On Eating, Part II: A Brief Investigation
The Most Basic Need
I guess we can all agree that having a full stomach is the most basic need, not a desire that any species could close their eyes on in order to achieve the ultimate happiness. Now, what happens when one’s basic need is satisfied? If we were to imagine basic needs as heavy burdens sitting on our shoulders, then perhaps we could say that we can lift them temporarily by providing them fulfilment. So, the stress that the need (or let’s say the burden) forced upon the body and the mind would be relieved, and that’s why one could feel an absurd sensation of happiness, for example, after dining. But one should not confuse temporary relief with happiness, for happiness must always be pursued, and can never be achieved.

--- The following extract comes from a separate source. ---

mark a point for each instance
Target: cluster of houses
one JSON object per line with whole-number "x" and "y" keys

Social animals, including us, find pleasure in sharing their “temporary relief” with members of their community. That’s one reason we party, and the most important element of a party is eating. I have never been to a party where no food nor drink was offered. We gather around, and we eat. Everyone could have a good time in a social event if their needs are met, and satisfying needs and/or desires of any sort is the mere reason social animals gather together, otherwise why would one waste the precious time to attend to a party at which no satisfaction could be found?
Sharing the Relief
In many cultures foods are given as gifts. There are many rituals and ceremonies involving some sorts of foods or drinks. We are evolved with foods, and we survived with them. So, it would be wise to appreciate what we value the most in forms of rituals and ceremonies.

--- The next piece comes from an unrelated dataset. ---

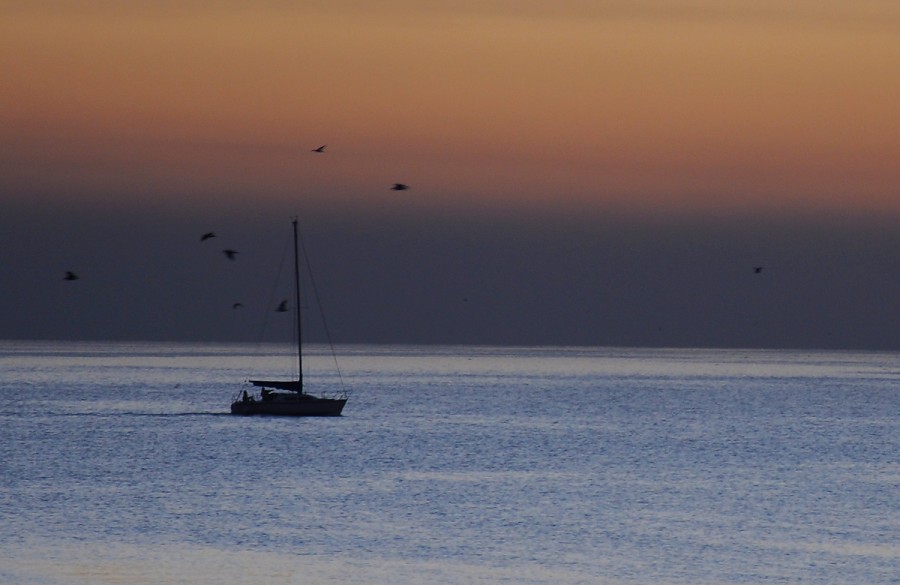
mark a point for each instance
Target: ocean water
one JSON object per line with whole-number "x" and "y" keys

Now let us imagine we are Stone Age people: there would be no food delivery nor any restaurants. We are hunter-gatherers in the middle of the wilderness, in search of food. As a rule, whatever hunted or found should and will be shared, unless one would be foolish enough to risk the well-being of oneself by breaking the rules of a community.
Sharing something of high value with the members of a group could strengthen the relationship between oneself and the members of the group, and that means more chances of survival. Thus, one should help one another relieve one’s pain so that help could be received in case one needs it.
We party to share some of the relief. As a result, everyone might be fulfilled, relationships could become stronger, and the group is more likely to survive.